After U.S. equities took a major hit yesterday, Bitcoin once again fell below the $100,000 mark. At the time of writing, the world’s leading cryptocurrency is trading just above $96,000 — about 6% lower than 24 hours ago.
Ethereum is taking an even bigger hit — down nearly 10%, trading around $3,200. The broader altcoin market is also under pressure. Story Protocol is posting the largest drop (-20%), and despite the launch of the XRP ETF by Canary Capital, Ripple’s token is down almost 8%. U.S. stocks also closed deep in the red: the S&P 500 fell 1.7%, while the Nasdaq Composite lost 2.3%.
Investor sentiment continues to deteriorate as uncertainty grows over the Fed’s next steps.
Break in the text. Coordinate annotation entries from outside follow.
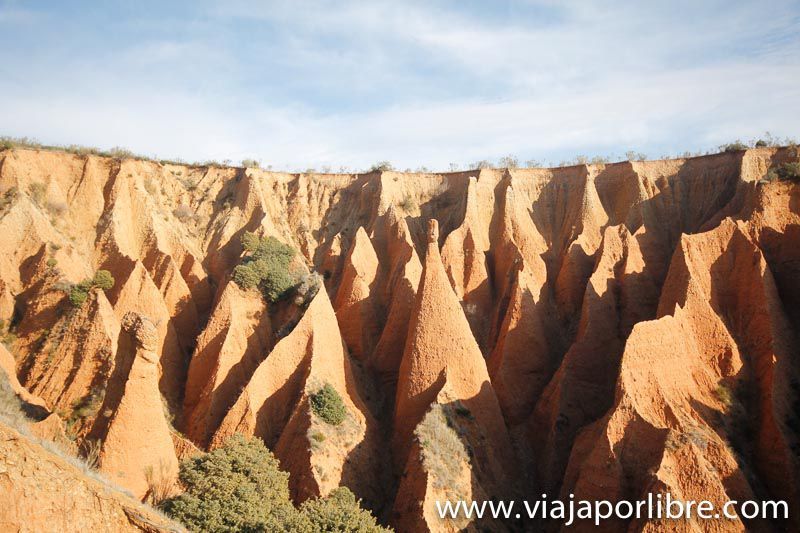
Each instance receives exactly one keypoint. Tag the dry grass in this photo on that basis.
(159, 484)
(444, 455)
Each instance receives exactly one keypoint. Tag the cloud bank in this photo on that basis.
(310, 84)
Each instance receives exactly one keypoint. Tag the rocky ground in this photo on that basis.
(598, 330)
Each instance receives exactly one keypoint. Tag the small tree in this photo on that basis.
(381, 166)
(237, 487)
(340, 511)
(735, 146)
(103, 280)
(328, 405)
(267, 267)
(79, 293)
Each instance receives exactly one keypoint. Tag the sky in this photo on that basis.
(310, 84)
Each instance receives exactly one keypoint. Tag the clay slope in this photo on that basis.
(595, 329)
(43, 492)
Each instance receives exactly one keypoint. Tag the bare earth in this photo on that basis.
(604, 331)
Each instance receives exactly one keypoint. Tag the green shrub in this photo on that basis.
(736, 146)
(339, 511)
(238, 487)
(408, 204)
(509, 161)
(789, 171)
(267, 267)
(8, 198)
(103, 280)
(381, 166)
(79, 293)
(328, 405)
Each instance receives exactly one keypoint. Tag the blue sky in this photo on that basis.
(300, 84)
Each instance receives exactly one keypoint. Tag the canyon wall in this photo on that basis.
(598, 330)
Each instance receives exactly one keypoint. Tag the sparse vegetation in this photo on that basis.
(328, 405)
(8, 198)
(784, 172)
(509, 161)
(443, 452)
(381, 166)
(103, 280)
(735, 146)
(80, 292)
(267, 267)
(237, 487)
(339, 511)
(240, 488)
(408, 204)
(789, 172)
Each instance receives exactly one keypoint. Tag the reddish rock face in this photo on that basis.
(598, 330)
The probability of a December rate cut has slipped to just 52%, compared to 63% the day before. With the six-week government shutdown now over, concerns about the health of the U.S. economy are back on the radar.
Although the S&P 500 sits only a few percentage points below its all-time high, the U.S. stock market’s Fear & Greed Index remains in “Extreme Fear.” Many investors worry that the ongoing equity rally — fueled in part by cross-investment among OpenAI, Oracle, Nvidia and others — could morph into a burgeoning AI bubble.
Bitcoin is also facing pressure from large, long-term whales offloading their holdings. These sellers are positioning for a potential new crypto bear market, following the traditional four-year cycle. Some analysts, however, argue that this framework is outdated due to the shrinking impact of halvings and the rising dominance of institutional capital.
Bullish sentiment, meanwhile, is supported by expectations of a future expansion of the Federal Reserve’s balance sheet.